Stanislav Struhar: Das Manuskript: Roman.
Aus d.Tschechischen v. Andrej Leben.
Klagenfurt/Celovec: Drava. 2002.
ISBN: 978-3-85435-378-2

Sprache als Faktor der Integration
Ben ist als Kind von Abidjan nach Österreich übersiedelt. Hier fühlt er sich wohl, hier hat er rasch die Sprache erlernt. Doch die Sprache, in der er denkt und seine lyrischen Verse und Prosatexte verfasst, ist nach wie vor Französisch.
Im Roman erfahren wir vom Aufwachsen des Buben in einer französisch-sprechenden Community in Österreich. Die Hautfarbe ist nicht wirklich ein Thema, wenn es um Freundschaften geht und um Zuneigung dem anderen Geschlecht gegenüber. Als Ben mit seiner Freundin Ulrike unterwegs ist, lernt er jedoch die andere Seite der sonst freundlichen Österreicher/innen kennen. Des Öfteren gerät er in rassistisch motivierte Angriffe. Das erinnert ihn an die ersten Anfeindungen seinem Vater gegenüber, die er als Kind selbst mitansehen musste und die seine kindliche Seele verletzten: „Die Tränen schossen mir in die Augen“ (S.7).

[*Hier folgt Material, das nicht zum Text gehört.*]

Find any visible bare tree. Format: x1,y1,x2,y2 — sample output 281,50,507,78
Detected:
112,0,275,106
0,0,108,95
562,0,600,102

Der vorliegende Roman kreist nicht nur um Rassismus und Sprache als entscheidenden Faktor der Integration. Im Subtext lesen wir von den Mühen eines Schriftstellers, der zunächst Gedichte in seiner Muttersprache verfasst und sich bemüht, in österreichischen Verlagen Prosatexte und Lyrik anzubieten. Zusehends verliert er die Hoffnung, da Absagen seitens der Verlage zur Alltagserfahrung für ihn werden. Als ein Verlag die Bereitschaft einer Probeübersetzung signalisiert, schöpft der junge Autor neuen Mut. Erkennbar ist die Verflechtung von fiktiven und autofiktionalen Elementen.
Stanislav Struhar, geboren 1964 in Zlin (Südmähren), flüchtete 1988 mit seiner Frau nach Österreich. Er arbeitet als Buchhändler in Wien und schreibt seit jungen Jahren Gedichte Und Prosa. Das Manuskript ist seine erste Romanveröffentlichung.

Ein fein beobachtetes Soziogramm eines Nichtösterreichers! Unbedingt lesen!